Arts and culture has become a sector in the Canadian economy that has developed into a need to have versus a nice to have.
Over recent years, many Canadians have quickly understood the value of the billions of dollars the sector pours into the economy, the hundreds of thousands it employs, the millions that participate within it, and how it enables us to share the values of this country.
This election, its place in how we grow has a country has been very top of mind.
The message is clear. A thriving arts and culture sector is good news for everyone.
As you consider your vote on Oct. 19, we wanted to provide some insight on the key policy promises the federal parties have made, and how they will impact you.
The positions of the top four parties are here. In terms of investment and priority, it should be clear which party has stepped up to deliver transformative commitments.
We had the opportunity to sit down with Jeff Melanson, President and CEO, Toronto Symphony Orchestra who recently hosted an election edition of Sunday Night with the TSO, whereby party representatives had their chance to discuss their views on the role of arts and culture in their lives and the lives of Canadians.
Why should a progressive policy on arts and culture matter to voters in an election with so many other issues to consider?
Arts and culture is important to every voter as we all participate in creative endeavours each day.
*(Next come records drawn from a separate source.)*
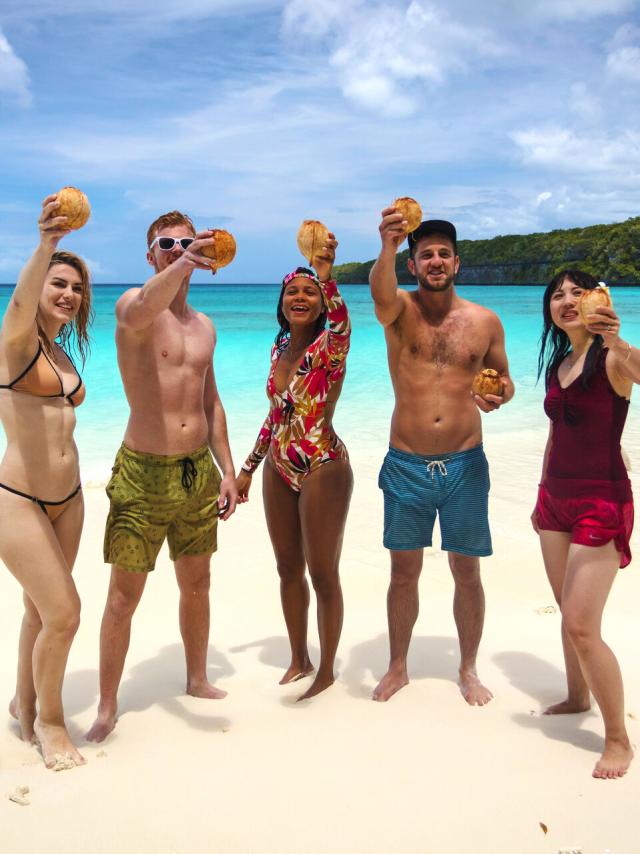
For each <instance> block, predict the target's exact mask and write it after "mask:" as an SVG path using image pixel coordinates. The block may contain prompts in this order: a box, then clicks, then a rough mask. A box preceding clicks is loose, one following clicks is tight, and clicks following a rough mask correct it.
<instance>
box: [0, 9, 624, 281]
mask: <svg viewBox="0 0 640 854" xmlns="http://www.w3.org/2000/svg"><path fill="white" fill-rule="evenodd" d="M639 6H640V0H539V2H536V0H484V2H482V3H479V2H477V0H446V2H444V1H443V0H433V2H431V0H413V2H408V0H380V2H378V0H289V1H288V2H282V0H280V2H276V0H228V2H226V0H181V2H176V0H171V2H165V0H156V2H153V3H149V2H142V0H107V2H104V0H102V2H98V0H58V2H56V3H55V4H54V3H52V2H43V0H2V4H1V6H0V181H1V187H2V192H1V193H0V225H1V227H2V234H3V235H4V240H3V246H2V250H1V251H0V281H4V282H11V281H15V277H16V275H17V272H18V270H19V268H20V266H21V265H22V263H24V261H25V259H26V258H27V257H28V254H29V252H30V250H31V248H32V247H33V245H34V243H35V240H36V228H35V220H36V218H37V213H38V208H39V204H40V201H41V199H42V198H43V197H44V196H45V195H46V194H47V193H48V192H51V191H55V190H56V189H58V188H59V187H61V186H63V185H65V184H74V185H76V186H79V187H81V188H82V189H83V190H84V191H85V192H86V193H87V194H88V196H89V198H90V200H91V203H92V207H93V217H92V219H91V221H90V223H89V224H88V225H87V226H86V227H85V228H84V229H83V230H82V231H81V232H78V233H77V234H73V235H71V236H70V237H68V238H67V239H66V242H65V245H66V246H67V247H68V248H70V249H74V250H76V251H78V252H80V253H81V254H83V255H84V256H85V257H87V258H88V259H89V261H90V263H91V265H92V268H93V271H94V278H95V280H96V281H97V282H139V281H143V280H144V279H145V278H146V277H147V275H148V272H149V268H148V267H147V266H146V262H145V232H146V228H147V226H148V224H149V222H151V220H153V219H154V218H155V217H156V216H157V215H158V214H159V213H162V212H164V211H166V210H170V209H172V208H179V209H182V210H185V211H186V212H188V213H189V214H190V215H191V216H192V217H193V218H194V220H195V222H196V224H197V225H198V226H202V227H206V226H219V227H223V228H228V229H229V230H231V231H232V232H233V233H234V235H235V236H236V239H237V242H238V255H237V257H236V260H235V262H234V263H233V265H232V266H230V267H229V268H227V269H226V270H224V271H221V273H220V274H219V277H220V280H221V281H226V282H238V281H239V282H243V281H244V282H269V281H276V280H278V279H279V278H281V276H282V274H283V273H284V272H286V271H287V270H289V269H290V268H291V267H293V266H294V265H295V264H297V263H299V262H300V261H301V258H300V256H299V255H298V253H297V249H296V245H295V235H296V231H297V228H298V226H299V224H300V222H301V220H302V219H305V218H314V219H321V220H323V221H324V222H325V223H326V224H327V226H328V227H329V228H331V229H333V230H334V231H335V232H336V234H337V236H338V238H339V240H340V248H339V254H338V261H351V260H365V259H368V258H372V257H374V256H375V255H376V254H377V252H378V247H379V238H378V232H377V224H378V220H379V212H380V210H381V209H382V208H383V207H384V206H386V205H387V204H388V203H389V202H390V201H391V200H392V199H394V198H395V197H396V196H403V195H411V196H414V197H415V198H417V199H418V200H419V201H420V203H421V204H422V206H423V210H424V212H425V215H427V216H433V217H445V218H447V219H451V220H452V221H453V222H455V223H456V225H457V227H458V232H459V235H460V236H461V237H464V238H477V237H492V236H494V235H496V234H511V233H526V232H531V231H543V230H549V229H552V228H563V227H570V226H576V225H587V224H592V223H598V222H617V221H621V220H624V219H626V218H627V217H629V216H636V215H638V213H639V212H640V110H639V109H638V108H639V106H640V104H639V100H640V99H639V94H640V15H639ZM463 262H464V259H463ZM200 280H201V281H207V280H208V278H207V276H206V274H205V273H196V279H194V281H200Z"/></svg>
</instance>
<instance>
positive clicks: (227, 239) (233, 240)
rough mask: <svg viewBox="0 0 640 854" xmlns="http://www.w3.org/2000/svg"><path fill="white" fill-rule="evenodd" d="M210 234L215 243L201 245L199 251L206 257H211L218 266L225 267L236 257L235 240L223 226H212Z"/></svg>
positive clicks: (219, 267)
mask: <svg viewBox="0 0 640 854" xmlns="http://www.w3.org/2000/svg"><path fill="white" fill-rule="evenodd" d="M211 236H212V237H213V239H214V241H215V243H212V244H209V245H207V246H203V247H202V249H201V250H200V252H201V253H202V255H206V256H207V258H212V259H213V260H214V261H215V262H216V264H217V266H218V268H220V267H226V266H227V264H230V263H231V262H232V261H233V259H234V258H235V257H236V241H235V238H234V236H233V234H230V233H229V232H228V231H225V230H224V229H223V228H212V229H211Z"/></svg>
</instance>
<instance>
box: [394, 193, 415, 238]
mask: <svg viewBox="0 0 640 854" xmlns="http://www.w3.org/2000/svg"><path fill="white" fill-rule="evenodd" d="M391 207H392V208H395V209H396V210H397V211H398V213H401V214H402V218H403V219H406V221H407V224H406V226H405V233H406V234H408V233H409V232H410V231H415V230H416V228H417V227H418V226H419V225H420V223H421V222H422V208H421V207H420V205H419V204H418V203H417V202H416V200H415V199H412V198H411V196H402V197H401V198H400V199H396V200H395V202H392V203H391Z"/></svg>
Our designers clothe us, our planners structure our cities, our musicians regale us everywhere, our dancers inspire us with movement. We are all artists and the more we can awaken creative potential in each and every Canadian, the better our quality of life and socio-economic conditions will be.
What are the three things Canadians should wish for in a federal party and their vision for this sector?
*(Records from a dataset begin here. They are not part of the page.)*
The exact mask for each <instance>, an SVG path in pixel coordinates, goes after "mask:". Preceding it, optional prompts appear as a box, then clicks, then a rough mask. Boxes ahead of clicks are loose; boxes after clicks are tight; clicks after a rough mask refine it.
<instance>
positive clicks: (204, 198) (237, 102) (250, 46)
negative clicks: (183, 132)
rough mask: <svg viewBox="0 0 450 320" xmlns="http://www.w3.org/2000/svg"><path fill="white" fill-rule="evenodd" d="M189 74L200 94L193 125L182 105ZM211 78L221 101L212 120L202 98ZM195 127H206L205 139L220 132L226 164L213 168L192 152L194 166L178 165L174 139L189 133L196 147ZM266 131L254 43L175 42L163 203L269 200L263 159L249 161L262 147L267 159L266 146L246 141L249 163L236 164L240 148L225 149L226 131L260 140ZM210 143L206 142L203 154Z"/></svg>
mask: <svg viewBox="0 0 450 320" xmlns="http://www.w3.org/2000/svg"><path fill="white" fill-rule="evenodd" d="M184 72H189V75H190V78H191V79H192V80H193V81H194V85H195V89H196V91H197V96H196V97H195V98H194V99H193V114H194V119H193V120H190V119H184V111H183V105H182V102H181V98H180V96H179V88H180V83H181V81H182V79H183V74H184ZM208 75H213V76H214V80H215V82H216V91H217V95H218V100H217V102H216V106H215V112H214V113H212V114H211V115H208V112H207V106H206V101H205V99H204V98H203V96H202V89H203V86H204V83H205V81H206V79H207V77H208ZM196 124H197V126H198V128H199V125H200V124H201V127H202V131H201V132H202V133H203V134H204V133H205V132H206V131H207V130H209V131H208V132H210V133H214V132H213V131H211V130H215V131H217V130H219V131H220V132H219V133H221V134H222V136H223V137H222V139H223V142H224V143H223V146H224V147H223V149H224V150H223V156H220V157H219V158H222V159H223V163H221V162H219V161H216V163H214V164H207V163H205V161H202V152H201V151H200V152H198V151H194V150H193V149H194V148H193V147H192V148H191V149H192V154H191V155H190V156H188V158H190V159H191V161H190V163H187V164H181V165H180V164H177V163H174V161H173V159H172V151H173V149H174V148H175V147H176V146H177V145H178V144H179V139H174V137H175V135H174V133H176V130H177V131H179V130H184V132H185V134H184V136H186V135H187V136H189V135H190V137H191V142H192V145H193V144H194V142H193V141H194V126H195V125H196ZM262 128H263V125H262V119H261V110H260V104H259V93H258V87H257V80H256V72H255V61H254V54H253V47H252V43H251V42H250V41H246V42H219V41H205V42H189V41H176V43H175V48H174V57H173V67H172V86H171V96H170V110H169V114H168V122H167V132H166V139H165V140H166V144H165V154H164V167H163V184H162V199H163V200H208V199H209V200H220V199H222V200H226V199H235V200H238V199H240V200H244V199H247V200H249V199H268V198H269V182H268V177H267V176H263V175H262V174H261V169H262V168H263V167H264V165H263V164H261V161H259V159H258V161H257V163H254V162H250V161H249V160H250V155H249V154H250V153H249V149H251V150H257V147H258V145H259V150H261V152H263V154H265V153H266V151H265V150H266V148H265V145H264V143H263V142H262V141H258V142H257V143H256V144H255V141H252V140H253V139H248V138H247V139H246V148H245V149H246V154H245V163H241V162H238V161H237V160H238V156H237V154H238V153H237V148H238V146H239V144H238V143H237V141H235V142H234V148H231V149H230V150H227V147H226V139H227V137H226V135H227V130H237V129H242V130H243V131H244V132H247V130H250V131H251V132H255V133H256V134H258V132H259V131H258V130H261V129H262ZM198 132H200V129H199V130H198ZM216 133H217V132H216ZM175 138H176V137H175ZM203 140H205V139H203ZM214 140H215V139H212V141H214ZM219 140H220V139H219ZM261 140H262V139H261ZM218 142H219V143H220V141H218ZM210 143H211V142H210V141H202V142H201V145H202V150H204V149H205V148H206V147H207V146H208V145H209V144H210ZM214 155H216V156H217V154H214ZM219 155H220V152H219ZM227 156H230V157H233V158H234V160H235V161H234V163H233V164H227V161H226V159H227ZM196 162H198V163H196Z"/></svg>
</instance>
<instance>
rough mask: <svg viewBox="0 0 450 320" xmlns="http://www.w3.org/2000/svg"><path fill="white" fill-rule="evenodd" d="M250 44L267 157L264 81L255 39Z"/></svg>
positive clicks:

Well, there are way more than three things. If I had to choose, I would personally like to hear more about arts education, commissioning support and engagement strategies from all of our politicians. As with sport, inclusivity and access should be paramount when considering arts policy in my view.
Many will say that arts & culture is part of a growing creative economy. True?
Of course. This is always true. As Warren Buffett once said: "I am not a business man, I am an artist." I would like to think we could all see ourselves as co-designers of our future societies and economies.
There is a movement to create entrepreneurs within the creative sector as a long term strategy. Agree? And if so, how can we do this?
I think the point should be trying to create more meaning and understanding. Economics should follow passion and vision in all things.
We live in a country where sports seems to be king. How can we bring the arts up the ladder?
Sports are important, but far more Canadians attend arts activities than sporting events in our country. It would certainly help if we showcased more Canadian artistic content on traditional media platforms. Sport gets much more coverage and we should expect more on the arts (both reporting and disseminated content).
After listening to all the parties' answers, what were the comments that stood out for you?
It strikes me that all parties are supportive but to varying and quite different degrees.